Шрифт:
Закладка:
Наконец-то в глубине слабоосвещенного пространства разверзлась черной щелью дверь, за которой возник еще более черный силуэт.
Где-то за ней раздался быстрый топот маленьких ног и затих. А на пороге показался мужчина средних лет с небольшим брюшком и грушевидным лицом, одетый в черный двубортный пиджак с расстегнутой верхней пуговицей и ослабленной петлей черного галстука.
– Доброй ночи, сэр, – каким-то гулким булькающим голосом произнес он, – номер?
– Здравствуйте, – ответил я, подавив зевок, – да, хотелось бы немного вздремнуть.
Он пододвинул мне пухлый потрепанный журнал регистрации и протянул между прутьев решетки шариковую ручку, а сам повернулся к доске с ключами.
– С вас семьдесят сантимов за ночь, – сказал он, зажав в правой руке брелок в виде пурпурного бильярдного шара с цифрой четыре.
Я расписался в журнале, старательно фокусируя взгляд, после чего вытащил из кармана брюк специальный маленький мешочек с мелочью и отсчитал ровно семьдесят монет.
– Ужин уже не подаем – кухарка спит, но бар работает, там кое-что есть, – пробулькал он, прищурившись, словно увидел меня впервые.
Я почти спал на ходу, но некоторая перемена внимания ко мне как-то зацепилась за край сознания Зага Моррисона. Конечно, может, он видел мою фотографию в газетах?
– Благодарю, – кивнул я, убирая ключ от номера в карман плаща, – я бы промочил горло перед сном.
Выйдя из офиса, я поднялся на крыльцо бара – мой взгляд случайно скользнул на полустертую табличку: «Только для единородов». Буквы еле проступали на облупившейся поверхности, но прочесть было возможно, так как на крыльце висела электрическая лампа в запыленном абажуре.
Я открыл пластиковую прозрачную дверь, звякнувшую жестяными колокольчиками, и на меня дохнуло сыростью, табаком и жареной картошкой.
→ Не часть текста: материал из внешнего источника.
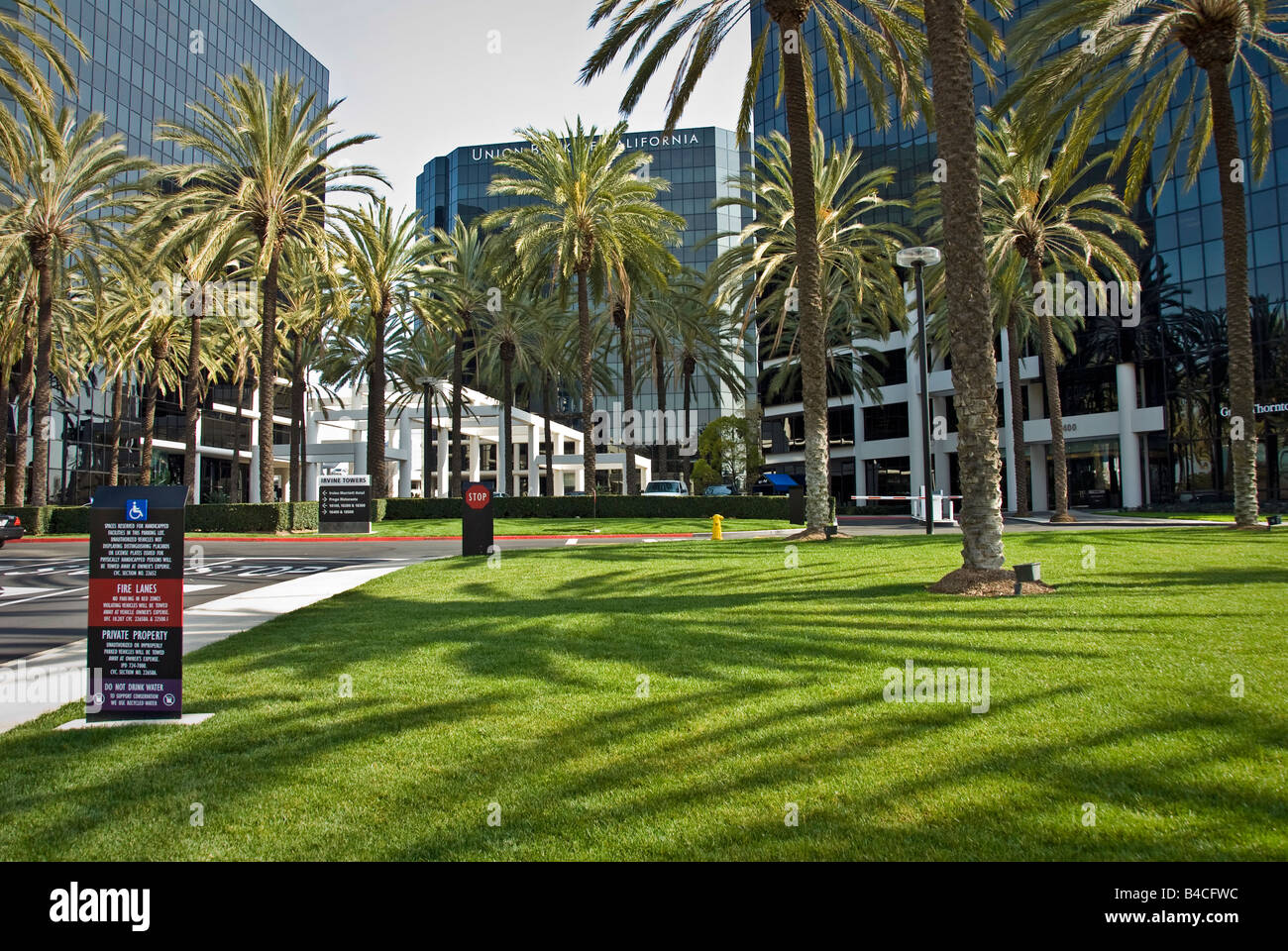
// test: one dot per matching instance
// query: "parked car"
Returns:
(774, 483)
(668, 487)
(11, 528)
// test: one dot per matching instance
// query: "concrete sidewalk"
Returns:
(58, 676)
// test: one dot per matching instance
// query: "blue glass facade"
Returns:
(697, 162)
(147, 60)
(1177, 352)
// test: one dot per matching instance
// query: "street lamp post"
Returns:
(917, 258)
(428, 435)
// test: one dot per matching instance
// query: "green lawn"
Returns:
(516, 685)
(578, 526)
(1189, 515)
Бар был обычный, обшитый пластиковыми коричневыми панелями, в центре стоял бильярдный стол, за которым двое типов с обвислыми усами и линялыми помочами лениво гоняли шары и потягивали пиво. По краям стояло восемь столиков. За правым крайним сидели четверо и хлопали по дереву костяшками домино.
За слабоосвещенной стойкой стоял худосочный черноволосый бармен с выдающейся нижней челюстью и протирал стаканы. Рядом был небольшой угловой подиум, служащий, видимо, сценой, на которой стоял пюпитр и видавшая виды барабанная установка с аляпистой надписью на мембране бочки «Мизрем-бойз».
На колченогом стуле сидел клюющий носом парень лет двадцати с каштановыми патлами, в джинсовке и бейсболке. Он задумчиво трогал гитару. Рядом с ним сидела женщина средних лет и чистила картошку. За стойкой тихонько бормотало радио.
Ненадолго посетители скрестили на моей фигуре взгляды и тут же отвернулись, разве что пара «доминошников» чуть задержалась на мне, и я начал действительно верить, что в этой глуши я довольно-таки известен. А возможно, просто новые люди тут редко появляются.
Я подошел к парню с челюстью и заказал двести грамм виски, картошку фри и суп-солянку. Я успел проголодаться, а на сытый желудок спиться лучше.
Пока я курил и ждал заказ, на сцену прибежала симпатичная маленькая девочка в цветастом коротком платьице, лет, наверное, десяти. У нее были рыжие локоны. Она что-то спросила у женщины, та ей что-то тихонько ответила.
– Спать пора, Санта! – раздался голос мужчины в черном, показавшегося из-за стойки. – Анабель, сделай ей отвар…
– Ну, папа-а-а-а, – протянула она тоненьким голосом.
Повинуясь ощущениям в затылке, я напряг свое особое зрение и заметил легкие прозрачные цветные линии силовых потоков зэд-поля, девочка была сиблингом, но на ее шее висел арт Парвиза, который экранировал ее ауру. Он был в виде кораллового ожерелья. Только сами кораллы были сложным слоеным материалом Древних.
«Интересные тут дела», – подумалось мне.
Женщина, чистившая картошку, ушла.
Наконец мне принесли заказ, а «доминошники» продолжали на меня озираться.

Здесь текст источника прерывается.